Hi, this is the question from My book, i Will show

My progress aswell

Problem:A vector u has got the coordinates

(1,2) in Two different basis (e1,e2) and (f1,f2).

We know That f1-f2 = e1+e2. Find the

General relationship between the coordinates

In both of the basis

My progress

First of all.

I use Two formulas

(1) y=t(inverse)*x.
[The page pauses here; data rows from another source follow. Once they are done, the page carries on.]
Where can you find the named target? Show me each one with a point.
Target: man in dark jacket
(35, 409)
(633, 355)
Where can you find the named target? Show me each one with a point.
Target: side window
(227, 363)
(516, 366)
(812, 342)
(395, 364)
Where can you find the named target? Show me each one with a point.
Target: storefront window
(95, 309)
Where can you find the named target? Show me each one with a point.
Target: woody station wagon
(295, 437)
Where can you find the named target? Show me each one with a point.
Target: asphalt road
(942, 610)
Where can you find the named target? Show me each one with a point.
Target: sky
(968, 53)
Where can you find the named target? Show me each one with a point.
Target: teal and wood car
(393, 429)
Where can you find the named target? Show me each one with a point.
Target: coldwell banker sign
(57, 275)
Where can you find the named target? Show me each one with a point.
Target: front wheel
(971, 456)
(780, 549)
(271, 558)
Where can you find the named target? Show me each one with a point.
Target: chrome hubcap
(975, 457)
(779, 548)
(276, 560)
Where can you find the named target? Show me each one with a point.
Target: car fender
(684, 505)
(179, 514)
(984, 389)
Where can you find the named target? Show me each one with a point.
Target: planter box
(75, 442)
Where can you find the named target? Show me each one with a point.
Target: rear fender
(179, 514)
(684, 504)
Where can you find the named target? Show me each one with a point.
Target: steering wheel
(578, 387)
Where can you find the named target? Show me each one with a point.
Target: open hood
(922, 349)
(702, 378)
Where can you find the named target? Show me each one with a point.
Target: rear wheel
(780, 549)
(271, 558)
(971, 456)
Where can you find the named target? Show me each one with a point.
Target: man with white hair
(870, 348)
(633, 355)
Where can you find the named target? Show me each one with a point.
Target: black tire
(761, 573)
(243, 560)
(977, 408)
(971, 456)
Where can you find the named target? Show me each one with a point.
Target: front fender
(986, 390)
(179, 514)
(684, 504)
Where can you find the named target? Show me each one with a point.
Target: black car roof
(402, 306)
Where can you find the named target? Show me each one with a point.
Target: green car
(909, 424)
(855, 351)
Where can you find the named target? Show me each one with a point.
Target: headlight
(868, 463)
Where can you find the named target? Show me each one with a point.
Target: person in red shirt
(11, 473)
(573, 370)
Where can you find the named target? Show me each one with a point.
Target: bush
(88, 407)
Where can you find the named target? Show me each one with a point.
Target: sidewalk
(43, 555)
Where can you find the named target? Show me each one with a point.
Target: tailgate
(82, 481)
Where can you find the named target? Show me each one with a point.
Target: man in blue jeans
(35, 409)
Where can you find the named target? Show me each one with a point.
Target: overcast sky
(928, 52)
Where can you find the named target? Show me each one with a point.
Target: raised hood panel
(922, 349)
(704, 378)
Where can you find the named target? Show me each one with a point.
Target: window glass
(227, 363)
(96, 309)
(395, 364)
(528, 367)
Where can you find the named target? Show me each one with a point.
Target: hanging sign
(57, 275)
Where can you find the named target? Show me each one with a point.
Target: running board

T = change of basis Matrix

(2) x=t*y

So i try to set up two different change of basis

Matrices one for the basis of e and with f

To be exact i mean e1+2e2 and F1+2f2

So i use these values to create Two different matrices

T(f)= 1 1

-1 2

And t(e) = 1 1

1 2

I have written the basis values from their

Rows to columns and placed them in the

First columns

I need the general relationship

So i assume That i need the inverse

Of the f:s basis and because formula

With the y has got t inverse

Y represents f basis and i assume

That i need to invert the matrix

Of t(f)

Through gaussian elimination

Or determinants i get inverse of t(f)

1/3. * 2 -1

1 1

How can i proceed to get

The general relationship between

The coordinates in the Two basis?

Can someone Solve this for me

The right answer should be

(y1,y2) = (x1, -4*x1 + 3*x2)